Yi Pan,Jun-Jie Huang,Zihan Chen,Wentao Zhao,Ziyue Wang
2024-06-04
Abstract:Robust and imperceptible adversarial video attack is challenging due to the spatial and temporal characteristics of videos. The existing video adversarial attack methods mainly take a gradient-based approach and generate adversarial videos with noticeable perturbations. In this paper, we propose a novel Sparse Adversarial Video Attack via Spatio-Temporal Invertible Neural Networks (SVASTIN) to generate adversarial videos through spatio-temporal feature space information exchanging. It consists of a Guided Target Video Learning (GTVL) module to balance the perturbation budget and optimization speed and a Spatio-Temporal Invertible Neural Network (STIN) module to perform spatio-temporal feature space information exchanging between a source video and the target feature tensor learned by GTVL module. Extensive experiments on UCF-101 and Kinetics-400 demonstrate that our proposed SVASTIN can generate adversarial examples with higher imperceptibility than the state-of-the-art methods with the higher fooling rate. Code is available at \href{<a class="link-external link-https" href="https://github.com/Brittany-Chen/SVASTIN" rel="external noopener nofollow">this https URL</a>}{<a class="link-external link-https" href="https://github.com/Brittany-Chen/SVASTIN" rel="external noopener nofollow">this https URL</a>}.
Computer Vision and Pattern Recognition
What problem does this paper attempt to address?

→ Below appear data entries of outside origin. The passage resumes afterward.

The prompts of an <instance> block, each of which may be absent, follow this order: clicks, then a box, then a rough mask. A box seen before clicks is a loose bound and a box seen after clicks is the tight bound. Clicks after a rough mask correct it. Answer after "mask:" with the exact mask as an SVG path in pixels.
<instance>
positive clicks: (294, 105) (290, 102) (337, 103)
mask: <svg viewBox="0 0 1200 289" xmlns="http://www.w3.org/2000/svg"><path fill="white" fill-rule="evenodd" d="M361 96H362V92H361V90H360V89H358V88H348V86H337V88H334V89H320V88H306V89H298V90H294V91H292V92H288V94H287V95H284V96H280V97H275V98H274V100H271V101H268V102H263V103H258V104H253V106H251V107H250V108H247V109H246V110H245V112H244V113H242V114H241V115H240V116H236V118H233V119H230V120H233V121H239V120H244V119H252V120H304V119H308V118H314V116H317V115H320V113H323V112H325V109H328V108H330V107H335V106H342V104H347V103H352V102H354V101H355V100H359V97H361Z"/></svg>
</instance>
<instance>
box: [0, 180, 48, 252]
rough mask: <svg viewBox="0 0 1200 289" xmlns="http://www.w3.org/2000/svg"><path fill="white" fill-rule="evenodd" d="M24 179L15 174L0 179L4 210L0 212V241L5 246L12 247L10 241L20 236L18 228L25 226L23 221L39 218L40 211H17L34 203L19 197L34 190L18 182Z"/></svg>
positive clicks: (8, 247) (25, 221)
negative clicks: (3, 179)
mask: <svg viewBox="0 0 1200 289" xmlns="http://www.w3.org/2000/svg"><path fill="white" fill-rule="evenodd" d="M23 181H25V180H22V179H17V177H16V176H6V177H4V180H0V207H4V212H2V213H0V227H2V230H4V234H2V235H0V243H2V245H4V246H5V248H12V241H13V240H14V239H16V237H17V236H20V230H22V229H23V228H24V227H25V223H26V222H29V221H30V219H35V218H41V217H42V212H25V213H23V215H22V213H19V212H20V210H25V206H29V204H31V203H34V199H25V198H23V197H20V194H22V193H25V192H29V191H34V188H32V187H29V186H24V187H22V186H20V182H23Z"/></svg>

The problem that this paper attempts to solve is to generate adversarial video attacks that are robust and imperceptible to deep neural networks (DNN). Specifically, existing video adversarial attack methods mainly adopt gradient - based methods, and the generated adversarial videos have obvious perturbations, making it difficult to simultaneously ensure the success rate of the attack and visual imperceptibility. ### Main problems: 1. **Spatial and temporal characteristics**: Videos contain spatial and temporal dimensions, which pose challenges to the generation of robust and effective adversarial videos. 2. **Limitations of existing methods**: When generating adversarial videos, existing video adversarial attack methods often produce obviously visible perturbations, which affect the concealment and success rate of the attack. ### Solutions: To solve the above problems, the author proposes a new method - **Sparse Video Adversarial Attack via Spatio - Temporal Invertible Neural Networks (SV ASTIN)**. This method is implemented through the following two modules: 1. **Guided Target Video Learning (GTVL) module**: - It is used to balance the perturbation budget and optimize the speed. - It learns a target feature tensor to guide the generation of adversarial videos. 2. **Spatio - Temporal Invertible Neural Network (STIN) module**: - It performs spatio - temporal feature space information exchange, and uses 3D discrete wavelet transform (3D - DWT) and spatio - temporal affine coupling blocks (ST - ACB) to capture and process spatio - temporal information. - It constrains perturbations to be added only to the high - frequency coefficients of 3D - DWT, thereby improving the imperceptibility of adversarial videos. ### Experimental results: The experimental results show that the adversarial videos generated by the SV ASTIN method on the Kinetics - 400 and UCF - 101 datasets not only have a higher fooling rate, but are also more visually imperceptible, performing better than existing methods. ### Summary: By introducing the STIN and GTVL modules, this paper solves the difficult problem of generating robust and imperceptible adversarial videos, significantly improving the quality and attack effect of adversarial videos.